National export price indices paint the same picture. The cost of goods exported by China, Germany, Mexico, Turkey and India have all risen, with Japan the only exception.
THE FULL IMPACT OF THE RATES HAS YET TO BE FEELED
The adjustment to Trump's tariffs — a still-incomplete set of levies that pushed import taxes from an average of about 2% to an estimated 17% — is still ongoing. It is believed to take months longer as exporters, importers and consumers jostle over who will pay duties worth about $30 billion a month.
“We shouldn't expect this to be a one-time jump, but companies are trying to find ways to soften the blow” and stretch the price increases over time, Cavallo added.
European automakers have so far tried to absorb more of the price impact, but consumer companies such as Tide detergent maker Procter & Gamble, Ray Ban maker EssilorLuxottica and Swiss watchmaker Swatch have raised prices.
About 72% of companies in Europe, the Middle East and Africa tracked by Reuters signaled price increases since Trump's trade salvos began, a Reuters tracker shows. Only 18 companies have warned about profit margins.
Separate Reuters analyzes of e-commerce websites Shein and Amazon already showed robust price increases for Chinese products sold in the United States, ranging from clothing to electronics.
China's so-called “anti-involution” policy, which encourages manufacturers to reduce competition and even reduce capacity in key sectors, could add fuel to the fire by curbing the supply of goods such as solar equipment.

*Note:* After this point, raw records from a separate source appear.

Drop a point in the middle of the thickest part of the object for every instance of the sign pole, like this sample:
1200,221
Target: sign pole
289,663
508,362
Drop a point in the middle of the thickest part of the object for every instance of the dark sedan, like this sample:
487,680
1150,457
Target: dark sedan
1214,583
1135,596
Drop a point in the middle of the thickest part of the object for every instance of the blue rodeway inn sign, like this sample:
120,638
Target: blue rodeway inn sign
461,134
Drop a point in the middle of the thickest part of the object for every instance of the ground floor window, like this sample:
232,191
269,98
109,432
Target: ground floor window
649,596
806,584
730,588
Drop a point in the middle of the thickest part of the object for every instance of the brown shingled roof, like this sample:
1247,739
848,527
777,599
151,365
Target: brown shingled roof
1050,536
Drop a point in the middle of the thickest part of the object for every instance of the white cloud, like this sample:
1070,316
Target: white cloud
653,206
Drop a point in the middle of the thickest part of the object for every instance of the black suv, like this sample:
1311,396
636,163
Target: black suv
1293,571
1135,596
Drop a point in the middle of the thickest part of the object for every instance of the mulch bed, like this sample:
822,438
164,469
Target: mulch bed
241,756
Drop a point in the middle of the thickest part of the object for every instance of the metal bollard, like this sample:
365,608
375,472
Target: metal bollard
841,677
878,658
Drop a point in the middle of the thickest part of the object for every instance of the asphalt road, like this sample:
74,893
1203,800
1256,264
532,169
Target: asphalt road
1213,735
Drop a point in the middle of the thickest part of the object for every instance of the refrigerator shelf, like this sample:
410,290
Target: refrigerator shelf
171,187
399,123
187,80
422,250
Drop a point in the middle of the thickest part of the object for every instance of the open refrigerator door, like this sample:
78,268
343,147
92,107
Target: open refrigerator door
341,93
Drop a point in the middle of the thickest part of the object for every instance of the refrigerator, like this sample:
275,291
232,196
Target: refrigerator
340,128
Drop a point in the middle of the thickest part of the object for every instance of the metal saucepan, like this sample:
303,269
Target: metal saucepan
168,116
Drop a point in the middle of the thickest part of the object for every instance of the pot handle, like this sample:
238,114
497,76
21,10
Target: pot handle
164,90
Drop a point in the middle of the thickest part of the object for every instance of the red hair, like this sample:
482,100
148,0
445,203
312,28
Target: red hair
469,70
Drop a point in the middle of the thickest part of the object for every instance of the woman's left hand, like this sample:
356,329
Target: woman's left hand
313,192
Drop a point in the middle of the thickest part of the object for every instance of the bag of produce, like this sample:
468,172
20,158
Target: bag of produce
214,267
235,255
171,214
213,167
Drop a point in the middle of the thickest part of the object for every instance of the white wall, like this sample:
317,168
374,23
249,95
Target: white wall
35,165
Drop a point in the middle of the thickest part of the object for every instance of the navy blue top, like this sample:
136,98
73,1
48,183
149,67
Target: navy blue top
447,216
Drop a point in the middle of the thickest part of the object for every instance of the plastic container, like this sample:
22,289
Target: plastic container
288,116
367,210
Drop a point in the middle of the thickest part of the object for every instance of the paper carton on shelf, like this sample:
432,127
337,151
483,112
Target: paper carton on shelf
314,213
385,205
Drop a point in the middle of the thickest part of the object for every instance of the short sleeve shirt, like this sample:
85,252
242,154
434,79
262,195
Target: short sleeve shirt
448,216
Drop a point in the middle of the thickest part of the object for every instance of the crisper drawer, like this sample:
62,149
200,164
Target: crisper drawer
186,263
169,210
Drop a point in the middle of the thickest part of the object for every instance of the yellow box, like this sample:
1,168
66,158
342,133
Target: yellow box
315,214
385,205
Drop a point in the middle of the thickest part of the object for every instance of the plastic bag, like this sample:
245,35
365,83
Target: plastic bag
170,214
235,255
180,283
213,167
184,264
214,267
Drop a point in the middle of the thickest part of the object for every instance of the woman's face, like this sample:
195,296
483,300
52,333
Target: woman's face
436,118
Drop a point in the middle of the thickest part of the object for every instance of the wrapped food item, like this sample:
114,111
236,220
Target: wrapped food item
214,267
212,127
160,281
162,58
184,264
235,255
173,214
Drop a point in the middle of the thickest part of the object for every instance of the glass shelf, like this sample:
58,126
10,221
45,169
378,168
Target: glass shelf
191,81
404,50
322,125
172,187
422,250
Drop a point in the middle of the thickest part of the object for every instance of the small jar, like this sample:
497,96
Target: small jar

All of this has paved the way for higher inflation in the United States. The Fed cut its key rate last month on concerns that the labor market was weakening, but policymakers are divided over whether rate-driven inflation is likely to ease.
The Fed's newest governor, Stephen Miran, on leave from the Trump administration, insists the rates are not inflationary and has played down concerns about what he called “relatively small changes in some commodity prices.”
According to a back-of-the-envelope calculation from the Boston Fed, the rates would increase core inflation by 75 basis points.
Fed Chairman Jerome Powell said rates may represent 30 to 40 basis points off the latest core inflation rate of 2.9%, but the effect should be “relatively short-lived.”
The Peterson Institute for International Economics estimated that inflation would be 1 percentage point higher in the coming year than if rates had not increased, but then fall back.
GLOBAL TRADE SEEN SUFFERING AS TARIFF BITCH
However, the rest of the world has no reason to celebrate.
As American consumers struggle to keep up with rising prices, demand for exports is likely to slow. An S&P Global survey of purchasing managers at companies around the world found that new export orders have shrunk at an accelerating pace since June.
European Union exports to the United States fell 4.4% from the previous year in July, the last month for which data was available, and in the bloc's former powerhouse Germany they fell 20.1% in August.
The World Trade Organization also cut its forecast for global merchandise trade volume growth next year to just 0.5%, citing a delayed impact from US tariffs. US shipping data, tracked by German think tank Kiel Institute, also showed a clear downward trend.
While all this may partly reflect the strong early delivery of orders earlier this year in anticipation of tariffs, it also leads to caution about the trade outlook.
Dutch bank ING expected a 17% drop in goods exports from the EU to the US over the next two years, costing the bloc 30 basis points of GDP growth.
“The expected impact of the American tariffs has not yet materialized,” said Ruben Dewitte, economist at ING. “We expect these effects to become more visible in the coming months.”